Today, Facebook is launching a social flash deals service simply called Facebook Deals in five test cities: Atlanta, Austin, Dallas, San Diego, and San Francisco. (Why not NYC? Boston? Nothing in the Northeast?) On the one hand, the service is basically yet another of the hundreds of Groupon copycats, amounting to more daily deal overkill. On the other, Facebook’s tweaks and innovations could revolutionize the deals market, and wind up way bigger than Groupon, BuyWithMe, LivingSocial, Google Offers, or any other of the many wheeler dealers out there.
After news first leaked through a NY Times blog last night, the web, which is pretty nuts about deals in general, is abuzz about Facebook Deals. Take a quick glimpse at some sample deals, however, and they may just seem, well, like regular old deals. Mashable listed a couple examples:
Examples of the new breed of Facebook Deals from brands include “unlimited bowling with six friends for an evening for $60 (75% off)” and “luxury winery tour and 25% off all wine purchases for $50.”
Seems pretty Groupon-ish, doesn’t it? Just more and more fun, tempting offers on stuff you don’t need.
But if Facebook is good at anything, it’s the social-connecting part, and while many daily deals sites have been trying to somehow make offers seem social, they’re pretty much just promotions to get people to buy something they wouldn’t have otherwise — and they typically have little to do with socializing or sharing. Facebook Deals instead promises that its promos will truly make the concept of social deals a reality.
As Facebook’s Emily White told the AP:
“We’re building a product that is social from the ground up,” says Emily White, director of local for Facebook. “All of these deals are things you want to do with friends, so no teeth whitening, but yes to river rafting.”
Facebook Deals can show up in your e-mail in-box if that’s what you want, but they’ll also appear in your news feed—and of course, friends can share deals with each other, and in some cases, they’ll get an additional discount for doing so. Through incentives like these, and habits already ingrained in folks who use social media 24/7, these deals seem apt to spread like wildfire.
Perhaps an even bigger advance comes via a new payment system for deals. Sure, you can use a credit card. But at some point in the near future, the plan is that Facebook Deals can also be paid for with Credits, Facebook’s virtual currency. Thus far, Credits are useful (useless?) pretty much only for virtual goods purchased in the course of online games. Soon, Credits can be turned in to buy vouchers for winery tours, river rafting trips, and the like.
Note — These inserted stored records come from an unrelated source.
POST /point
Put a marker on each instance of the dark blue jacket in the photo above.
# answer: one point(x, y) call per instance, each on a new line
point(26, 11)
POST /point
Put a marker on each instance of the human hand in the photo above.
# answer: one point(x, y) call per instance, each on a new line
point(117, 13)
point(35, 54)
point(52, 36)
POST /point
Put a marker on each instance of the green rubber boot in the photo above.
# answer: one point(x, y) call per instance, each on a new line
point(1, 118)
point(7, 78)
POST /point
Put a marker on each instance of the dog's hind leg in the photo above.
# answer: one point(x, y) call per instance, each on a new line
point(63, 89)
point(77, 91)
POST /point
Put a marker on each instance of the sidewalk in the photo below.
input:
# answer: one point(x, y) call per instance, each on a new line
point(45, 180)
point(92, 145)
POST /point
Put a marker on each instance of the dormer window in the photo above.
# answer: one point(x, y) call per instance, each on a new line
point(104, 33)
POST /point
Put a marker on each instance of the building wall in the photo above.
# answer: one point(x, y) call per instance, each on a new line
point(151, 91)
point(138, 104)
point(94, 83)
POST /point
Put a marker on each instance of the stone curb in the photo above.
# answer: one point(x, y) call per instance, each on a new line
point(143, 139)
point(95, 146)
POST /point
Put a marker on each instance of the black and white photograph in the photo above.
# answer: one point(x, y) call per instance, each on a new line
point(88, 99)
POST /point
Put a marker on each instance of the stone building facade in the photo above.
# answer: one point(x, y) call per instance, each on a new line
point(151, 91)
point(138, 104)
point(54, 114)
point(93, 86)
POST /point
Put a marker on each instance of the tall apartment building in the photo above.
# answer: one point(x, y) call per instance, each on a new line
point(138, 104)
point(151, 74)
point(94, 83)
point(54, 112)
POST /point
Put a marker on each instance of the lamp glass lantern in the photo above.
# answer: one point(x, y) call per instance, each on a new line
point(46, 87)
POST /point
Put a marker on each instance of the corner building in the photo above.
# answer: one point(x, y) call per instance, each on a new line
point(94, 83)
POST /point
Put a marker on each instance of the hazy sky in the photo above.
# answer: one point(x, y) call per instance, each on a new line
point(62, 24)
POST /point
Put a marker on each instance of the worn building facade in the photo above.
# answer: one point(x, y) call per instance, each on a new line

A ReadWriteWeb post describes the possible impact of this innovation, with understated eloquence:
They will be the first real-world, non-virtual goods that will be available for purchase with this new currency. Kids are going to burn through this stuff like there’s no tomorrow. Load up with Credits with the intention of giving it to Zynga for Cityville crap and end up spending it at The Gap instead. Or vice-versa. When beloved national retailers start offering goods and lower prices to customers who pay with a new, virtual currency – that’s when said virtual currency becomes a force to reckon with.